Bern University of the Arts
Y Toolbox
15.-18.04.2019
– Wir publizieren. Seminar in History of Visual Communication
Robert Lzicar
We will deal with the content, form, production, and distribution of historical publications from the collection of «Wir publizieren». Students will select one of the magazines, research historical data, facts, and connections, develop a question out of their interest, answer it in the form of a story, and present it in words and pictures as a contribution to the exhibition at the Kunsthalle Bern at the end of 2019. This process will be enriched by inputs and discussions with guests from the project group, experts, and contemporary witnesses. The workshop will also contribute to critically rethinking contemporary forms of self-publication and placing them in a broader historical context, thus counteracting creative nostalgia and unconsidered appropriation of stylistic elements.

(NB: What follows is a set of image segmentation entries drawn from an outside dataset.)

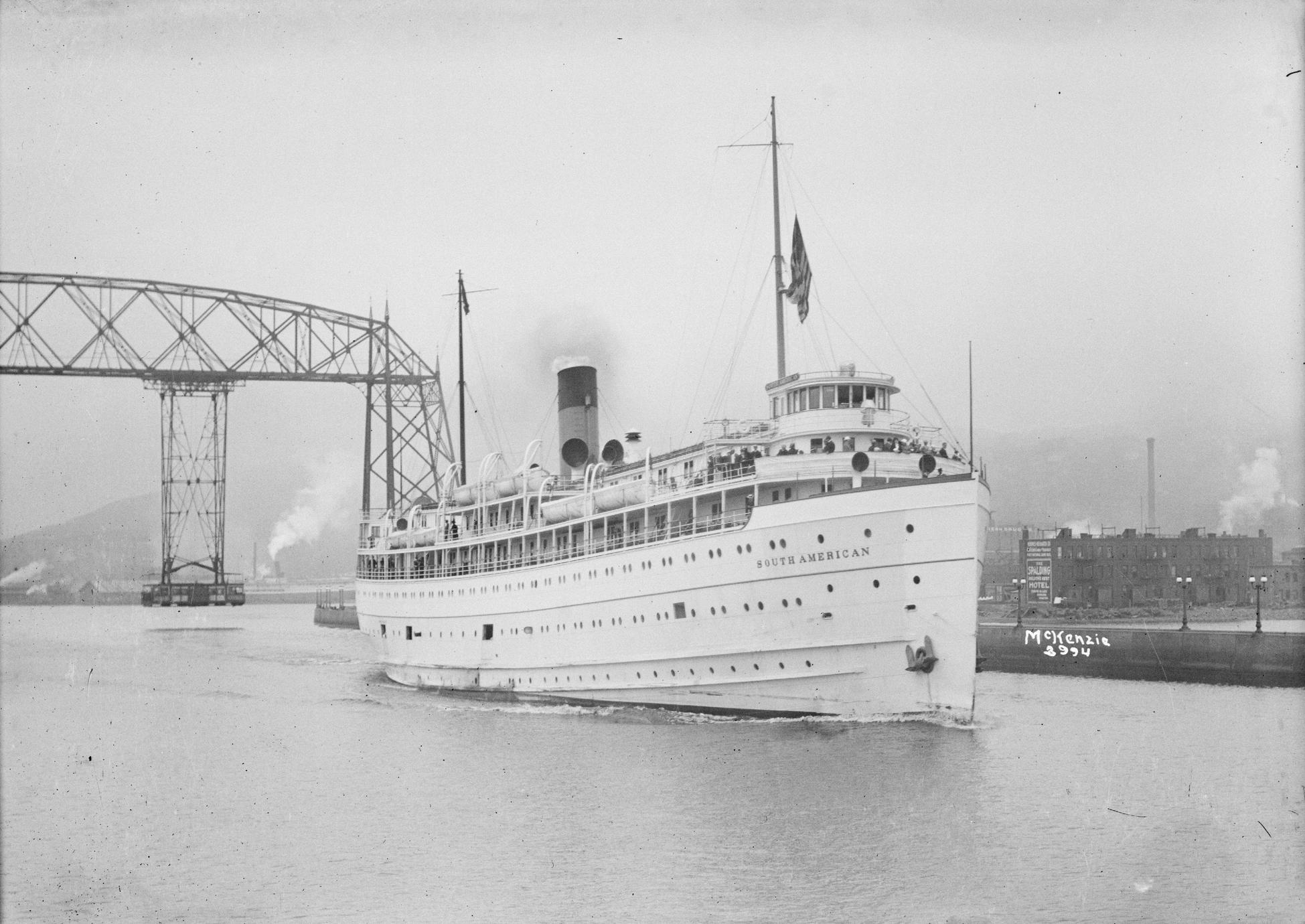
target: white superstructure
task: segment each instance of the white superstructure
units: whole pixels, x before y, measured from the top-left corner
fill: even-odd
[[[778,172],[774,100],[770,147]],[[971,718],[987,483],[894,410],[891,376],[786,375],[784,299],[805,318],[812,277],[795,219],[783,283],[773,187],[770,416],[626,462],[619,441],[598,448],[596,371],[562,369],[557,475],[536,442],[514,471],[497,454],[472,479],[454,466],[438,504],[364,518],[358,620],[390,677],[549,702]]]
[[[685,450],[573,483],[527,455],[364,521],[359,626],[386,673],[510,698],[968,719],[985,483],[927,452],[890,377],[767,390],[773,419]]]

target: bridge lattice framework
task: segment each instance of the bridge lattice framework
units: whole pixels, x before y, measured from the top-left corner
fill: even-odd
[[[4,271],[0,375],[128,377],[159,393],[164,585],[188,568],[227,579],[227,397],[238,385],[359,388],[363,510],[373,497],[389,509],[438,500],[438,472],[453,462],[440,373],[388,309],[377,320],[230,288]],[[183,553],[192,531],[201,557]]]

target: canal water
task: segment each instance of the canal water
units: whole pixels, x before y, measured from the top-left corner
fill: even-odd
[[[0,612],[5,921],[1282,921],[1305,690],[974,727],[488,706],[311,606]]]

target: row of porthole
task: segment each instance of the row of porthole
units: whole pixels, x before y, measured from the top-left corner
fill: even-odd
[[[915,582],[920,583],[919,576],[916,576]],[[876,581],[874,586],[878,587],[880,582]],[[831,583],[825,585],[825,590],[829,591],[830,594],[833,594],[834,593],[834,585],[831,585]],[[788,598],[787,596],[783,598],[780,600],[780,604],[787,608],[788,607]],[[793,598],[793,604],[800,607],[803,604],[803,598],[795,596]],[[763,600],[757,600],[757,609],[758,611],[763,611],[765,608],[766,608],[765,602]],[[752,606],[748,604],[748,603],[744,603],[743,604],[743,609],[744,609],[744,612],[752,612]],[[689,616],[690,617],[697,617],[697,615],[698,615],[697,609],[689,609]],[[711,615],[713,616],[716,615],[716,608],[715,607],[711,607]],[[722,616],[728,616],[729,615],[729,609],[724,604],[720,606],[720,615]],[[655,616],[655,619],[656,619],[658,623],[660,623],[663,620],[667,620],[667,621],[671,620],[671,613],[669,612],[663,613],[663,612],[658,611],[658,612],[654,613],[654,616]],[[630,621],[632,623],[646,623],[647,617],[641,613],[638,616],[630,616]],[[622,616],[617,616],[616,619],[611,620],[611,623],[612,623],[613,628],[617,626],[617,625],[625,625],[625,619]],[[548,632],[551,628],[553,628],[553,626],[547,626],[547,625],[539,626],[540,632]],[[559,630],[565,632],[568,628],[572,628],[572,629],[583,629],[585,624],[581,621],[581,623],[572,623],[570,626],[566,626],[564,623],[559,623],[555,628],[557,628]],[[591,629],[594,629],[594,628],[602,629],[603,628],[603,620],[596,620],[596,625],[595,625],[595,620],[590,620],[590,628]],[[519,632],[519,626],[512,629],[512,634],[514,634],[514,636],[518,634],[518,632]],[[465,636],[466,636],[466,633],[463,633],[463,637]],[[453,637],[452,632],[449,633],[449,637],[450,638]],[[444,633],[442,632],[440,633],[440,638],[444,638]]]
[[[776,664],[779,664],[779,670],[780,670],[780,671],[783,671],[783,670],[787,670],[787,668],[784,667],[784,662],[782,662],[782,660],[780,660],[780,662],[775,662],[775,663],[776,663]],[[814,664],[812,664],[812,662],[809,662],[809,660],[808,660],[808,662],[805,662],[805,663],[806,663],[806,667],[814,667]],[[754,663],[754,664],[752,666],[752,670],[754,670],[754,671],[760,671],[760,670],[761,670],[761,664],[756,664],[756,663]],[[709,667],[709,668],[707,668],[707,672],[709,672],[709,673],[713,673],[713,675],[714,675],[714,673],[716,672],[716,668],[715,668],[715,667]],[[729,666],[729,672],[731,672],[731,673],[737,673],[737,672],[739,672],[739,668],[737,668],[736,666],[731,664],[731,666]],[[562,683],[562,676],[564,676],[564,675],[560,675],[560,673],[559,673],[559,675],[555,675],[555,676],[553,676],[553,683],[555,683],[555,684],[560,684],[560,683]],[[659,673],[658,671],[652,671],[652,676],[654,676],[654,677],[658,677],[658,679],[660,679],[660,673]],[[675,677],[675,676],[679,676],[679,675],[676,673],[675,668],[671,668],[671,676],[672,676],[672,677]],[[696,671],[694,671],[694,670],[693,670],[693,668],[690,667],[690,668],[689,668],[689,676],[690,676],[690,677],[697,677],[697,676],[698,676],[698,673],[697,673],[697,672],[696,672]],[[566,677],[566,683],[570,683],[570,679],[572,679],[572,675],[569,675],[569,673],[568,673],[568,675],[565,675],[565,677]],[[636,671],[636,672],[634,672],[634,677],[636,677],[636,680],[642,680],[642,679],[643,679],[643,672],[642,672],[642,671]],[[591,675],[589,675],[589,679],[590,679],[591,681],[596,681],[596,680],[598,680],[598,675],[596,675],[596,673],[591,673]],[[604,679],[604,680],[611,680],[611,679],[612,679],[612,675],[611,675],[611,673],[604,673],[604,675],[603,675],[603,679]],[[578,680],[579,683],[585,683],[585,675],[583,675],[583,673],[579,673],[579,675],[577,675],[577,676],[576,676],[576,680]],[[521,685],[522,680],[521,680],[521,677],[515,677],[515,679],[513,680],[513,683],[515,683],[517,685]],[[534,683],[535,683],[535,679],[534,679],[532,676],[527,676],[527,677],[526,677],[526,683],[527,683],[527,684],[534,684]],[[547,683],[548,683],[548,677],[540,677],[540,683],[543,683],[543,684],[547,684]]]
[[[906,531],[907,531],[907,532],[915,532],[915,525],[914,525],[914,523],[907,523],[907,525],[906,525]],[[870,538],[870,535],[873,535],[872,530],[869,530],[869,529],[867,529],[867,530],[865,530],[864,532],[865,532],[865,538],[867,538],[867,539],[869,539],[869,538]],[[821,532],[821,534],[817,534],[817,536],[816,536],[816,542],[818,542],[818,543],[822,543],[822,544],[823,544],[823,542],[825,542],[825,534],[823,534],[823,532]],[[771,547],[771,548],[775,548],[775,540],[774,540],[774,539],[771,539],[771,540],[770,540],[770,547]],[[736,546],[736,548],[737,548],[737,551],[739,551],[739,555],[743,555],[743,553],[744,553],[744,548],[745,548],[744,546]],[[780,539],[780,540],[779,540],[779,548],[788,548],[788,543],[787,543],[787,540],[784,540],[784,539]],[[752,552],[752,544],[750,544],[750,543],[748,543],[748,546],[746,546],[746,551],[748,551],[748,552]],[[709,557],[716,557],[716,556],[720,556],[720,549],[718,548],[718,549],[715,549],[714,552],[713,552],[713,549],[707,549],[707,556],[709,556]],[[686,555],[684,556],[684,560],[685,560],[685,561],[697,561],[697,560],[698,560],[698,556],[697,556],[697,553],[694,553],[694,552],[689,552],[689,553],[686,553]],[[673,557],[673,556],[671,556],[671,557],[664,557],[664,559],[662,559],[662,565],[663,565],[663,566],[667,566],[667,565],[673,565],[673,564],[675,564],[675,557]],[[629,568],[629,569],[632,569],[632,570],[633,570],[633,568],[634,568],[634,566],[633,566],[633,565],[622,565],[621,568],[622,568],[622,570],[624,570],[625,568]],[[651,562],[651,561],[641,561],[641,562],[639,562],[639,568],[642,568],[642,569],[647,569],[647,568],[652,568],[652,562]],[[607,574],[608,574],[608,576],[611,576],[611,574],[613,574],[613,573],[615,573],[615,570],[613,570],[613,569],[611,569],[611,568],[608,568],[608,569],[606,569],[606,570],[607,570]],[[590,577],[596,577],[596,576],[598,576],[598,572],[590,572]],[[564,576],[564,577],[561,578],[561,581],[562,581],[562,582],[565,582],[565,579],[566,579],[566,578],[565,578],[565,576]],[[579,574],[576,574],[576,576],[574,576],[574,579],[577,579],[577,581],[578,581],[578,579],[579,579]],[[551,579],[549,579],[549,582],[551,582]],[[916,582],[916,583],[920,583],[920,578],[916,578],[916,579],[915,579],[915,582]],[[518,583],[517,586],[518,586],[518,590],[523,589],[523,585],[521,585],[521,583]],[[536,585],[536,586],[538,586],[538,585]],[[878,587],[878,586],[880,586],[880,585],[878,585],[878,581],[876,581],[876,582],[874,582],[874,586],[876,586],[876,587]],[[495,586],[495,591],[496,591],[496,593],[497,593],[497,590],[499,590],[499,587],[497,587],[497,586]],[[442,591],[442,590],[441,590],[441,591],[438,591],[438,593],[440,593],[440,595],[441,595],[441,596],[444,595],[444,591]],[[475,591],[472,590],[472,593],[475,593]],[[482,587],[482,589],[480,589],[480,593],[484,593],[484,587]],[[424,594],[424,591],[423,591],[423,594]],[[461,594],[462,594],[462,591],[459,590],[459,591],[458,591],[458,594],[461,595]]]

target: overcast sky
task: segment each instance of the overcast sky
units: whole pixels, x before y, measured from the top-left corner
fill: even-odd
[[[1199,453],[1254,420],[1298,485],[1298,3],[0,10],[0,266],[388,298],[450,395],[461,269],[496,290],[472,454],[552,433],[557,355],[599,364],[604,439],[763,415],[767,153],[720,146],[767,141],[774,95],[816,277],[790,369],[878,368],[936,416],[923,384],[963,433],[974,341],[980,453],[1100,427]],[[360,408],[243,389],[232,483],[354,465]],[[138,382],[7,377],[0,416],[5,535],[157,488]]]

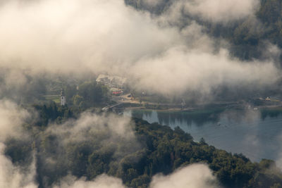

Bern University of the Arts
Seminar in BA Visual Communication
Spring semester 2019
– We publish / Antichambre
Tania Prill, Paul Steinmann, Saskia van der Meer
The exhibition “Wir publizieren”, which shows a collection of independent, serial publications with a focus on Switzerland at the Kunsthalle Bern, is accompanied by the production “Wir publizieren im Antichambre” in the Bernese off-space of the same name. The production by students from the University of the Arts in Bremen uses cinematic sequences to record transformed elements of the Bern collection, simulates the printing process and offers points of contact with passers-by in Bern’s city center from 4.12.2019 to 5.1.2020.